Department of Statistics, George Washington University, 2121 I St NW, Washington, DC, 20052, USA.
Office of Biostatistics, Office of Translational Sciences, Center for Drug Evaluation and Research, Food and Drug Administration (FDA), 10903 New Hampshire Avenue, Silver Spring, MD, 20993, USA.
Sci Rep. 2023 Aug 22;13(1):13721. doi: 10.1038/s41598-023-39986-7.

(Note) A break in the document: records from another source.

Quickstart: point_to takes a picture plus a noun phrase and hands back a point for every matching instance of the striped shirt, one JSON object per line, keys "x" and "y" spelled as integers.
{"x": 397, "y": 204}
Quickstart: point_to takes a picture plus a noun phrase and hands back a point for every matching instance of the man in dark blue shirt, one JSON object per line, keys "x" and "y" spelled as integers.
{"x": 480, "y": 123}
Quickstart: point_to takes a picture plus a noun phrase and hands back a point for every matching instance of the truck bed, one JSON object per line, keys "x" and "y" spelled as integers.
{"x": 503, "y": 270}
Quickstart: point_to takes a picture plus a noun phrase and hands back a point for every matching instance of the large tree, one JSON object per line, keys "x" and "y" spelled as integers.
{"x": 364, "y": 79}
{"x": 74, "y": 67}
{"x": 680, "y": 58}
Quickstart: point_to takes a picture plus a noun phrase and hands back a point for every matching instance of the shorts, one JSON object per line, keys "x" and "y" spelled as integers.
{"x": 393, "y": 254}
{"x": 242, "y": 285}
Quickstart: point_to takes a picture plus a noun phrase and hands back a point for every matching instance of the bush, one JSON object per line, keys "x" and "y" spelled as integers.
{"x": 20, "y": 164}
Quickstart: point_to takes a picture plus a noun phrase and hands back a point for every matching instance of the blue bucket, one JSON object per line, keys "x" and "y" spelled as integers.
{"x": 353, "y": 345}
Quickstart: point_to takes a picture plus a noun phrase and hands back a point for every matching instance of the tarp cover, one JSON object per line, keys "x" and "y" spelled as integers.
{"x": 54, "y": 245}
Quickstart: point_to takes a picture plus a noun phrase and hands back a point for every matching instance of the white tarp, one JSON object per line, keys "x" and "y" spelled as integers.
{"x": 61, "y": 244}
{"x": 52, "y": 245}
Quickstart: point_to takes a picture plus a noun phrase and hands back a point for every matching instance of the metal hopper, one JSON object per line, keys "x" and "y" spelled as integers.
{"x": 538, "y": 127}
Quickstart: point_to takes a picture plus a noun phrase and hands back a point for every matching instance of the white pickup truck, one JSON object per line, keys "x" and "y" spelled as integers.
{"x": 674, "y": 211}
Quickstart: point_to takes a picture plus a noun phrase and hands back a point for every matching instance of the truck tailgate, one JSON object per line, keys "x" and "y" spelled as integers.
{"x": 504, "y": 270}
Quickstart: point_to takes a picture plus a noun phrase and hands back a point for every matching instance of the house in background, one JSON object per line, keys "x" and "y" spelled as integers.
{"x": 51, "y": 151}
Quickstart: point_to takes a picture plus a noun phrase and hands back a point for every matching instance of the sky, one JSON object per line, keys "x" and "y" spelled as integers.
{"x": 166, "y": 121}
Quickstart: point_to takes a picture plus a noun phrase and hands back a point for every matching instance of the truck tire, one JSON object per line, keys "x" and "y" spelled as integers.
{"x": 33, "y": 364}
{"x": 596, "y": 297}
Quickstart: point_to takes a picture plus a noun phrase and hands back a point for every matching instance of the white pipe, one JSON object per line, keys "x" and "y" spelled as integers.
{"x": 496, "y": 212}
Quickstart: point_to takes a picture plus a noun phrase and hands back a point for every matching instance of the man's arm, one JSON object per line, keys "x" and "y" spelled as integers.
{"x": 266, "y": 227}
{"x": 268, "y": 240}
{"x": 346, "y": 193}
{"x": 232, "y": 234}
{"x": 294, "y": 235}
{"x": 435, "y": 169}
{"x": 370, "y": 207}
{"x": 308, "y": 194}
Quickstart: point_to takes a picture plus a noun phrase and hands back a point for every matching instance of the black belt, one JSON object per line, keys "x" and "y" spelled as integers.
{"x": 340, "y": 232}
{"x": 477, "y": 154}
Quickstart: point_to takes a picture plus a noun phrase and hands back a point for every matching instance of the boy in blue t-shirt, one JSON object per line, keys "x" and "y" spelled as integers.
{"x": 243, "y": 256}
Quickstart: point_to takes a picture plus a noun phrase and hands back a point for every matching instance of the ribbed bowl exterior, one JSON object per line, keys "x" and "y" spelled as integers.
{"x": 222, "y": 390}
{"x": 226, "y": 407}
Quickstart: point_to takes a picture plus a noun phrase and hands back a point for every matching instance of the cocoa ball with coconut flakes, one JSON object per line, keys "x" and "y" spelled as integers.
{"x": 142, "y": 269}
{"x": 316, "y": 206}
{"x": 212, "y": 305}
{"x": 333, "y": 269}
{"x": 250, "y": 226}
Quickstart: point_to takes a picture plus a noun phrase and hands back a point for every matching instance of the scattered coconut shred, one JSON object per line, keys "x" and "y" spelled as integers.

We used social media data from "covid19positive" subreddit, from 03/2020 to 03/2022 to identify COVID-19 cases and extract their reported symptoms automatically using natural language processing (NLP). We trained a Bidirectional Encoder Representations from Transformers classification model with chunking to identify COVID-19 cases; also, we developed a novel QuadArm model, which incorporates Question-answering, dual-corpus expansion, Adaptive rotation clustering, and mapping, to extract symptoms. Our classification model achieved a 91.2% accuracy for the early period (03/2020-05/2020) and was applied to the Delta (07/2021-09/2021) and Omicron (12/2021-03/2022) periods for case identification. We identified 310, 8794, and 12,094 COVID-positive authors in the three periods, respectively. The top five common symptoms extracted in the early period were coughing (57%), fever (55%), loss of sense of smell (41%), headache (40%), and sore throat (40%). During the Delta period, these symptoms remained as the top five symptoms with percent authors reporting symptoms reduced to half or fewer than the early period. During the Omicron period, loss of sense of smell was reported less while sore throat was reported more. Our study demonstrated that NLP can be used to identify COVID-19 cases accurately and extracted symptoms efficiently.
我们使用了“covid19positive”子版块的社交媒体数据,从 2020 年 3 月至 2022 年 3 月,利用自然语言处理(NLP)自动识别 COVID-19 病例并提取其报告的症状。我们使用分块技术训练了一个基于双向编码器表示的转换器分类模型来识别 COVID-19 病例;此外,我们还开发了一种新颖的 QuadArm 模型,该模型结合了问答、双语料库扩展、自适应旋转聚类和映射,以提取症状。我们的分类模型在早期(2020 年 3 月至 2020 年 5 月)的准确率为 91.2%,并应用于 Delta(2021 年 7 月至 2021 年 9 月)和 Omicron(2021 年 12 月至 2022 年 3 月)时期进行病例识别。我们分别在这三个时期中识别出 310、8794 和 12094 名 COVID-19 阳性作者。在早期,提取的前五种常见症状为咳嗽(57%)、发热(55%)、嗅觉丧失(41%)、头痛(40%)和喉咙痛(40%)。在 Delta 时期,这些症状仍然是前五名症状,但报告症状的作者百分比减少到早期的一半或更少。在 Omicron 时期,嗅觉丧失的报告减少了,而喉咙痛的报告增多了。我们的研究表明,NLP 可用于准确识别 COVID-19 病例并有效地提取症状。